Personal information
- Full name: Seth King
- Date of birth: 14 February 1897
- Place of birth: Penistone, England
- Date of death: 8 February 1958 (aged 60)
- Place of death: Leigh, England
- Height: 5 ft 8+1⁄2 in (1.74 m)
- Position: Defender

Youth career
- Penistone Church

Senior career*
- Years: Team / Apps / (Gls)
- 1919–1920: Huddersfield Town / 0 / (0)
- 1920: Penistone Church F.C.
- 1920–1929: Sheffield United / 107 / (0)
- 1929–1932: Oldham Athletic / 91 / (0)
- 1932–1934: Denaby United

Medal record

Sheffield United

= Seth King =

English footballer

Seth King (14 February 1897 – 8 February 1958) was an English footballer who played as a defender in The Football League. Born in Penistone, West Riding of Yorkshire, England, he began his career as an amateur playing for his local church team. After a spell in Huddersfield Town's reserves, he signed as a professional for Sheffield United, for whom he played over 100 times and won an FA Cup winners medal in 1925. He later had spells at Oldham Athletic and Denaby United before retiring.

==Career==
King had been spotted by Huddersfield Town in 1919, playing as an amateur for his local church side. He spent a season in Town's reserves but was not offered a long-term contract and returned to his local club. He was again spotted by a league side, and this time Sheffield United agreed to sign him for £10 in November 1920.

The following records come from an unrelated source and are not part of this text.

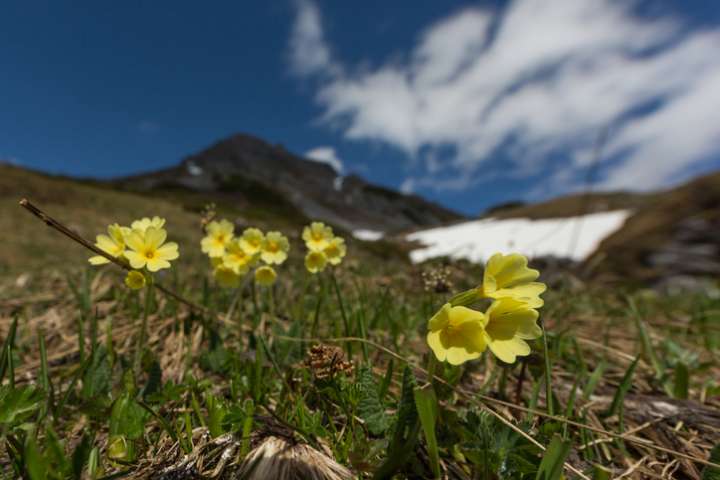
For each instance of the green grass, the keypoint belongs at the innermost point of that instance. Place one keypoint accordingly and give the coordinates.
(623, 378)
(73, 408)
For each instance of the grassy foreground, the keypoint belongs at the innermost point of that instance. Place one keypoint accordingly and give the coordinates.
(325, 375)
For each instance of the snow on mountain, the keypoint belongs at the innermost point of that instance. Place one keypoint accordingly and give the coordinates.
(571, 237)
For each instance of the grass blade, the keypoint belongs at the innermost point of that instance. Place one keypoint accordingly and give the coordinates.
(622, 389)
(552, 463)
(426, 405)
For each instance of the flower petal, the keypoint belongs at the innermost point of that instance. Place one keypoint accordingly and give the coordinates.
(136, 260)
(135, 240)
(98, 260)
(154, 237)
(155, 264)
(169, 251)
(509, 350)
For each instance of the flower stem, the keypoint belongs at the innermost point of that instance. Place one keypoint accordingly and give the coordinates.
(142, 339)
(346, 324)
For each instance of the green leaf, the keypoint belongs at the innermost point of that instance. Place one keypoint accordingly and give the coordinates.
(594, 380)
(5, 364)
(127, 418)
(216, 413)
(552, 463)
(426, 404)
(370, 408)
(682, 381)
(713, 473)
(18, 404)
(647, 346)
(622, 389)
(405, 435)
(80, 455)
(35, 464)
(96, 379)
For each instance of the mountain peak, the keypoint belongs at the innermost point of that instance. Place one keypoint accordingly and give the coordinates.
(237, 164)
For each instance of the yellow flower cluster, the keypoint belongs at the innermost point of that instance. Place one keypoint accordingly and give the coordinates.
(142, 245)
(323, 247)
(457, 333)
(232, 257)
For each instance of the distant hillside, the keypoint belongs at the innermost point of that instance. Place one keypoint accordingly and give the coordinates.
(638, 238)
(572, 205)
(88, 206)
(676, 234)
(249, 171)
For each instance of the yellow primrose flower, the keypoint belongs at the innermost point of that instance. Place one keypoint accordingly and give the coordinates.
(252, 240)
(219, 234)
(226, 277)
(315, 261)
(510, 323)
(274, 248)
(135, 280)
(457, 334)
(265, 275)
(113, 243)
(145, 223)
(317, 236)
(237, 259)
(335, 251)
(509, 276)
(147, 249)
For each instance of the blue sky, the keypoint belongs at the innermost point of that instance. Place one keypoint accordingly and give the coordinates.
(467, 103)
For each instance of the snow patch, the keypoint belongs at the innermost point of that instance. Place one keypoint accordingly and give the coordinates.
(368, 235)
(572, 237)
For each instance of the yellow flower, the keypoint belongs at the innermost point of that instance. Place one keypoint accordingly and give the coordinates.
(509, 276)
(510, 323)
(275, 248)
(113, 243)
(219, 234)
(225, 276)
(135, 280)
(335, 251)
(457, 334)
(237, 259)
(317, 236)
(145, 223)
(315, 261)
(265, 275)
(252, 240)
(147, 249)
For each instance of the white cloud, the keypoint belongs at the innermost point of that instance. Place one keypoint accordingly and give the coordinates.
(326, 155)
(538, 81)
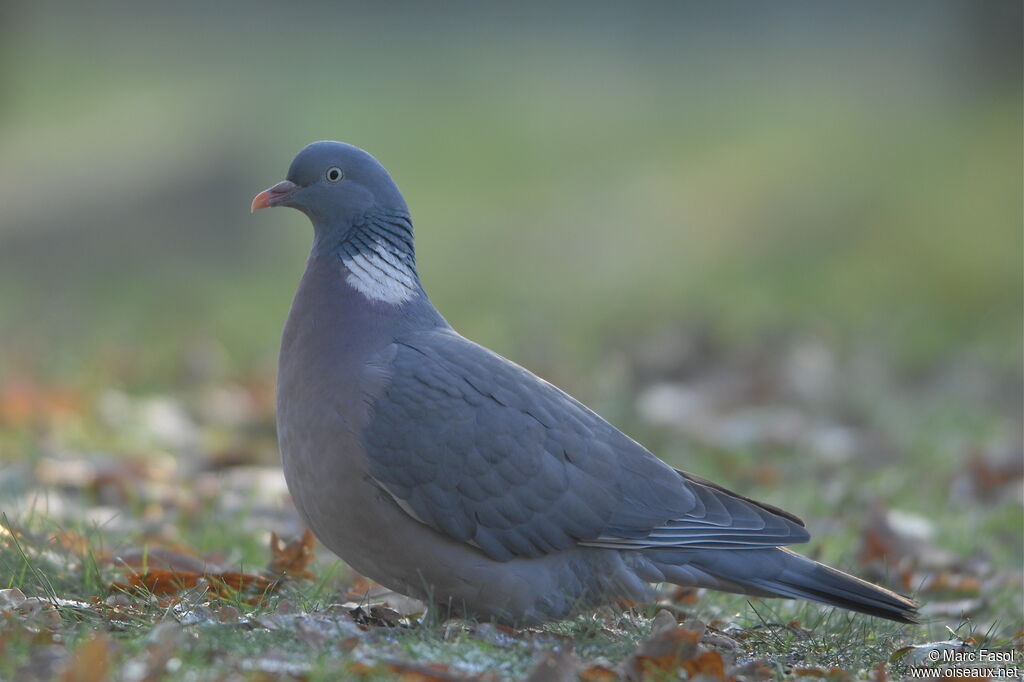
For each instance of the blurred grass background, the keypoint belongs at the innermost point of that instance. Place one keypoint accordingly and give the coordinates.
(579, 174)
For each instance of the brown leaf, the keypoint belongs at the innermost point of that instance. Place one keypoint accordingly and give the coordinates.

King made a slow start to his United career, spending two seasons in the reserves and not making his first team debut until 1922, after which he played intermittently for the following two seasons as cover when first team regulars were injured. It was not until established centre back Jimmy Waugh suffered a serious injury in December 1924 that King was given the opportunity to make regular starts. King became a mainstay of the defence for the next three years and played for United at Wembley when they won the 1925 FA Cup Final.

Like many other defenders King found the changes to the offside law for the 1925–26 season difficult to adapt to, but retained his place until 1927 when the club signed Vince Matthews. King was sold to Oldham Athletic for £400 in May 1929 where he made 91 league appearances before his contract was cancelled in February 1932 following an injury. Although intending to retire, King later spent some time playing as an amateur for Denaby United.

==Personal life==
After leaving Oldham Athletic, King took over the tenancy of the Castle Inn in Hillsborough in Sheffield. At the time of his death he was running a newsagents in Leigh in Greater Manchester.